São vinte e três histórias e mais um “glossário breve” – as narrativas trazem-nos episódios rurais, o glossário é composto por cerca de três dezenas de termos ou expressões surgidos nas histórias para ajuda do leitor que lhes esteja menos habituado. É este o corpo do livro Quartzo – Vidas de um Veterinário, de Manuel Cardoso (Coimbra: Quarteto Editora, 2000).
A começar o livro, há um texto introdutório que justifica a escrita destas histórias. Curtas, elas são “tecidas de uma realidade vivida e simples, o dia-a-dia de um trabalho feito com empenho e dedicação, também com sacrifício e esforço, e bordadas de uma fantasia quão simples quão vivida também”, havendo, “nalgumas, a serenidade de um ritmo de épocas passadas; noutras, a premência de uma pressa que urge a prender o presente”. Característica comum a todas: “a paixão pela terra deste torrão precioso de Trás-os-Montes”.

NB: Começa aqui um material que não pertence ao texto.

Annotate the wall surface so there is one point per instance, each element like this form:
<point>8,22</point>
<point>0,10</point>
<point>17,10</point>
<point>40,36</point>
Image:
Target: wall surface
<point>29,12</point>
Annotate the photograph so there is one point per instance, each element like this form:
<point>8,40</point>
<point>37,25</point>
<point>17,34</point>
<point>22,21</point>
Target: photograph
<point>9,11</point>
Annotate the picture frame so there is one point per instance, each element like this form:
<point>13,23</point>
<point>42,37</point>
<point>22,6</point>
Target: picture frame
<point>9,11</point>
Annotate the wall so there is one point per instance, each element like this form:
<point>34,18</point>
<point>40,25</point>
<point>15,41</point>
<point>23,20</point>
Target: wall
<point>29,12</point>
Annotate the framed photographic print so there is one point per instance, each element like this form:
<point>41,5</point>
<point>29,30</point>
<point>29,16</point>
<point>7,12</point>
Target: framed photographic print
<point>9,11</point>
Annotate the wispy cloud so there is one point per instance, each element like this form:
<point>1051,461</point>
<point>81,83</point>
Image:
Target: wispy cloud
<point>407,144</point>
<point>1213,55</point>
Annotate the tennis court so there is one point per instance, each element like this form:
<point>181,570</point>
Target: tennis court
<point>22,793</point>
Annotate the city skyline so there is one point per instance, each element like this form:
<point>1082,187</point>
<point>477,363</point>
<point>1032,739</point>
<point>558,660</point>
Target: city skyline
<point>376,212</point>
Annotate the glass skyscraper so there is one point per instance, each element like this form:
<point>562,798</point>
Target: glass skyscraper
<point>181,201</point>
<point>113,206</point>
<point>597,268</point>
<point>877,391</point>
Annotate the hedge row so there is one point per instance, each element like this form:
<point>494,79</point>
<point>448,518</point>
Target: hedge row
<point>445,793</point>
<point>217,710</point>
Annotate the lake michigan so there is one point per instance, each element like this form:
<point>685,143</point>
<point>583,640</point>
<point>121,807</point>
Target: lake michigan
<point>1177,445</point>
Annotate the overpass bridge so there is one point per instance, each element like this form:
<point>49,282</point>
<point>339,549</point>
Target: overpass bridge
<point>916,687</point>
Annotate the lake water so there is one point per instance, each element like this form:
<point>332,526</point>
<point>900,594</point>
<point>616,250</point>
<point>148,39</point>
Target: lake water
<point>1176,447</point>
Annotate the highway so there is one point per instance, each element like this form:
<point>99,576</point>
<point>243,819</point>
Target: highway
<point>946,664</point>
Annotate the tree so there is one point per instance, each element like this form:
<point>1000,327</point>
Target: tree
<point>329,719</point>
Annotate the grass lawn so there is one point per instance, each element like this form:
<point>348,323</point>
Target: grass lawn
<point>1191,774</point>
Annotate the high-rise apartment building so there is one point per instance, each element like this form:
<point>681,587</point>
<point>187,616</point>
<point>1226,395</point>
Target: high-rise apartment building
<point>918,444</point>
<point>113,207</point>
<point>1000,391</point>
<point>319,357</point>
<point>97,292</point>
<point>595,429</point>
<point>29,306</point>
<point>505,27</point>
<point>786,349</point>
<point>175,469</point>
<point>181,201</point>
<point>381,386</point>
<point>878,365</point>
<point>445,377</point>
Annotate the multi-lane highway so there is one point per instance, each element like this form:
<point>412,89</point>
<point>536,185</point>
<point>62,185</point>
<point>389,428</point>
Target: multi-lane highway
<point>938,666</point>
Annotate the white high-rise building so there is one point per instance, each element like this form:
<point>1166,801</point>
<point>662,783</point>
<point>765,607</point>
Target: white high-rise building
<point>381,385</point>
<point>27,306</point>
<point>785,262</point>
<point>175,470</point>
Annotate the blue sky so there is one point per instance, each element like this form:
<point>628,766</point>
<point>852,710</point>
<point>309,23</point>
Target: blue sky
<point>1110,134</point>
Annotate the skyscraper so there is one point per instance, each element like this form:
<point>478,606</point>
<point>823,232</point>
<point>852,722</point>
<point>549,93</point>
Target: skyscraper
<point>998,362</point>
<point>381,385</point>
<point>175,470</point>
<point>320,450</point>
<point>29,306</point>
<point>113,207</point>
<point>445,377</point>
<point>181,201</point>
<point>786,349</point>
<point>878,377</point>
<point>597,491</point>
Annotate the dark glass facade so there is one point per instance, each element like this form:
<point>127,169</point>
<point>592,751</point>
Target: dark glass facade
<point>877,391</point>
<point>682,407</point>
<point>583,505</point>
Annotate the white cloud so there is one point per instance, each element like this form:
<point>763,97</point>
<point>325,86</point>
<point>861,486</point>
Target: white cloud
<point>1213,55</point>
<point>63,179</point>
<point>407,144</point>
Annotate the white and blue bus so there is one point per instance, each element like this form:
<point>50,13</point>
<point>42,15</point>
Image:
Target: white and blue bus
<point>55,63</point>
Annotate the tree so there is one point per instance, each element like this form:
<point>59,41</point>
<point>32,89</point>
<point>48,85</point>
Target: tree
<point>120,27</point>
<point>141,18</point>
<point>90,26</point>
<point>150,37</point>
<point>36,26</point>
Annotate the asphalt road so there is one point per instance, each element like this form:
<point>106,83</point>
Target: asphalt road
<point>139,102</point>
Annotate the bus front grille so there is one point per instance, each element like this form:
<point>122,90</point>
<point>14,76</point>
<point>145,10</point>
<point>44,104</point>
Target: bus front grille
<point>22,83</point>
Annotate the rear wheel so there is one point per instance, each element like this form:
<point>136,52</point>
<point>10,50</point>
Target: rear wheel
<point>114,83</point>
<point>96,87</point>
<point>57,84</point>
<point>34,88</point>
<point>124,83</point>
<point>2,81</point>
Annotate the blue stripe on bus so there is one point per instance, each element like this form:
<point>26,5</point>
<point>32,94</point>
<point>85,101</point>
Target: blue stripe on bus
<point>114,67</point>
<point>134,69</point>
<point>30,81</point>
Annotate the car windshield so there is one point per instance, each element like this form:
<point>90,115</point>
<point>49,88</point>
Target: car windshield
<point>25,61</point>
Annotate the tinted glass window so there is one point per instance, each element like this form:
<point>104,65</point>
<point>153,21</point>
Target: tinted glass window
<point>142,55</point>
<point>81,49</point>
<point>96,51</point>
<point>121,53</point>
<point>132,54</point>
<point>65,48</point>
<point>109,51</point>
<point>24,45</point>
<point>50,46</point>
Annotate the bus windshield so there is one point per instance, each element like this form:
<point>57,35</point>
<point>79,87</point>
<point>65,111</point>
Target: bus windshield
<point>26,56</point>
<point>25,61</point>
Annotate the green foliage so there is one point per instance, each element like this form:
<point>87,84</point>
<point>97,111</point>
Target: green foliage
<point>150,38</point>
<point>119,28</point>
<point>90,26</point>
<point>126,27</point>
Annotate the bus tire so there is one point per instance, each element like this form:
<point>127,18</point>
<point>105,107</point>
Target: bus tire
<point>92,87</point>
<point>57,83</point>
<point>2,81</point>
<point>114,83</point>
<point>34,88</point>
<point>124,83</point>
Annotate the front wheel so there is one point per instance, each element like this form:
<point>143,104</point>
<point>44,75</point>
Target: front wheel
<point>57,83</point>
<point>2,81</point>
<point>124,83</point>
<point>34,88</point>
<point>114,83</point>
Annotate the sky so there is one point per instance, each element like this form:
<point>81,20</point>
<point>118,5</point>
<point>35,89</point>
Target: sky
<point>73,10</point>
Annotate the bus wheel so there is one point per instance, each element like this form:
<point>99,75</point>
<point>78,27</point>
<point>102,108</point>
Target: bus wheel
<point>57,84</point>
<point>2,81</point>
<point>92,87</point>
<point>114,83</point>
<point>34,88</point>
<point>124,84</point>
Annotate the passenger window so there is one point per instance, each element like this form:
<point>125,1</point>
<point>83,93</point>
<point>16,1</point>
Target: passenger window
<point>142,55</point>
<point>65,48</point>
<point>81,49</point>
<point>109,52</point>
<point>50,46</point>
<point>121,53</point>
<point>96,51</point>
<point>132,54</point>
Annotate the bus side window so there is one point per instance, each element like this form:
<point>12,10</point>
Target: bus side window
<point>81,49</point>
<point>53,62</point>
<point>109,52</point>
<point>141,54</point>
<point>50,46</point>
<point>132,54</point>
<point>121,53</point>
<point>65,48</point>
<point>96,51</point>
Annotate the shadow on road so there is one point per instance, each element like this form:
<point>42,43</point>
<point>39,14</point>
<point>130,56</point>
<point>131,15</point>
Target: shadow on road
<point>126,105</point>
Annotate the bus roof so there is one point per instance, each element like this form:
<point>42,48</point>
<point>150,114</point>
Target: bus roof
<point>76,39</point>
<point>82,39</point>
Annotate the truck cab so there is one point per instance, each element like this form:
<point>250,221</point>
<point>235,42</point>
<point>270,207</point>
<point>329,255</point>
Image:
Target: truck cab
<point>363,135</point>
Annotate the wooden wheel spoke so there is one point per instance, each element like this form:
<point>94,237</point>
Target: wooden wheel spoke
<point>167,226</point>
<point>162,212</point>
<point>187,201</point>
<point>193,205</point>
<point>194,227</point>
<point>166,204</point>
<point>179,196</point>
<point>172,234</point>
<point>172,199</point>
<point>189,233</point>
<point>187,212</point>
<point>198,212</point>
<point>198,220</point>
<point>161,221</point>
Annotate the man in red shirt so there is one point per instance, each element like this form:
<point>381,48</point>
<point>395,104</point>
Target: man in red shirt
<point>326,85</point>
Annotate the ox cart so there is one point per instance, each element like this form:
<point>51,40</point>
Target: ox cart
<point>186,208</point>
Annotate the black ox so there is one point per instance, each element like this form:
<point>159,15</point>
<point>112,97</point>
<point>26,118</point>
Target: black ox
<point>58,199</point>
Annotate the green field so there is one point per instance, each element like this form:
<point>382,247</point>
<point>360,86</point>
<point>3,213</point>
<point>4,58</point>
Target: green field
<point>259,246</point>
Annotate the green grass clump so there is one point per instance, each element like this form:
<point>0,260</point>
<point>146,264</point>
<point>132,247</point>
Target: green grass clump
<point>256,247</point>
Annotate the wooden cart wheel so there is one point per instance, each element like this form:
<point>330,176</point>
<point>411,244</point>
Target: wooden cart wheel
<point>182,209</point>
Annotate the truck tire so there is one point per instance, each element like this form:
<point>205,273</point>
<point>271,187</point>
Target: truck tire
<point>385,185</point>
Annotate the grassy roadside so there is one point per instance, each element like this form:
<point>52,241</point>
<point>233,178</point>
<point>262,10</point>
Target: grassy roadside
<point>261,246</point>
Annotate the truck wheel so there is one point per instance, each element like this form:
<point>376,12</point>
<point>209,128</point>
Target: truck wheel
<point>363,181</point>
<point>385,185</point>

Sendo o autor médico veterinário de formação e naquela região exercendo a sua actividade, fácil se torna concluir estarmos perante um registo autobiográfico, aqui e ali marcado por indicadores que o vão confirmando – como o nome de algumas personagens das histórias, que são as mesmas do círculo familiar do autor, ou a referência explícita ao próprio nome do autor, cumulativamente personagem e narrador, como acontece no texto “Visitas e Visitantes”.
Pelas histórias vai desfilando um mundo de crendices, de hábitos, de uma sociedade rural, em que os animais são a maior preocupação, seja pelo sustento, seja por serem vistos enquanto garante, em lutas que são pela vida e contra a morte ou contra o azar da doença, questões essenciais quando o que está em causa é a sobrevivência – seja dos homens, seja dos animais. Daí que o narrador considere a sua profissão de veterinário como algo que também dá para fugir à rotina, porque o homem se torna actor – “o pequeno grupo que se forma quando uma consulta é um bocado mais demorada é muitas vezes o colorido que faz desta profissão uma actividade em que a rotina é uma rara ocorrência”, em que “o interlocutor nunca é o doente mas o dono”, sendo que, “quando uma doença se declara, muitas vezes pior não é diagnosticá-la nem dar-lhe solução – é lidar com o dono do animal”.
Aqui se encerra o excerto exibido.